How can I effectively prove that f(L) = L in this problem?

[DivGradCurl]

Problem:

(a) Let a_1 = a, a_2 = f(a), a_3 = f(a_2) = f(f(a)), \ldots, a_{n+1} = f(a_n), where f is a continuous function. If \lim _{n \to \infty} = L, show that f(L) = L.

(b) Illustrate part (a) by taking f(x) = \cos x , a = 1, and estimating the value of L to five decimal places.

My answer:

(a) \lim _{n \to \infty} a_{n+1} = \lim _{n \to \infty} f(a_n) = f \left( \lim _{n \to \infty} a_n \right) = f(L) = L

(b) I have used my calculator to get this one. First, I plugged in: \cos 1. I took the cosine of the result. Then, I kept on taking the cosine until my results agreed to five decimal places. I got L \approx 0.73908.

My question:

Did I get it right? Are there other ways to find answer (b)?

Thanks a lot!

 

[Gokul43201]

0.73908 looks right assuming a=1 rad.

 

[phoenixthoth]

Problem:

(a) Let a_1 = a, a_2 = f(a), a_3 = f(a_2) = f(f(a)), \ldots, a_{n+1} = f(a_n), where f is a continuous function. If \lim _{n \to \infty} = L, show that f(L) = L.
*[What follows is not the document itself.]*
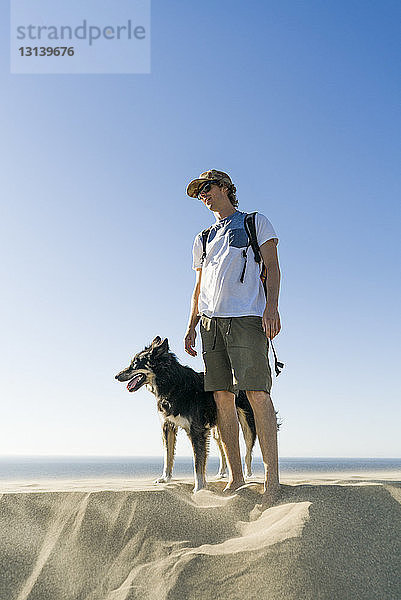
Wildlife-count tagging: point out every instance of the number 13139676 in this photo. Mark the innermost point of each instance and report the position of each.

(b) Illustrate part (a) by taking f(x) = \cos x , a = 1, and estimating the value of L to five decimal places.

My answer:

(a) \lim _{n \to \infty} a_{n+1} = \lim _{n \to \infty} f(a_n) = f \left( \lim _{n \to \infty} a_n \right) = f(L) = L

(b) I have used my calculator to get this one. First, I plugged in: \cos 1. I took the cosine of the result. Then, I kept on taking the cosine until my results agreed to five decimal places. I got L \approx 0.73908.

My question:

Did I get it right? Are there other ways to find answer (b)?

Thanks a lot!

I think it would be more convincing if you wrote L= first on the left hand side and then came to f(L) on the right hand side. You basically have f(L)=L in your argument which is what you want to prove. Right idea though.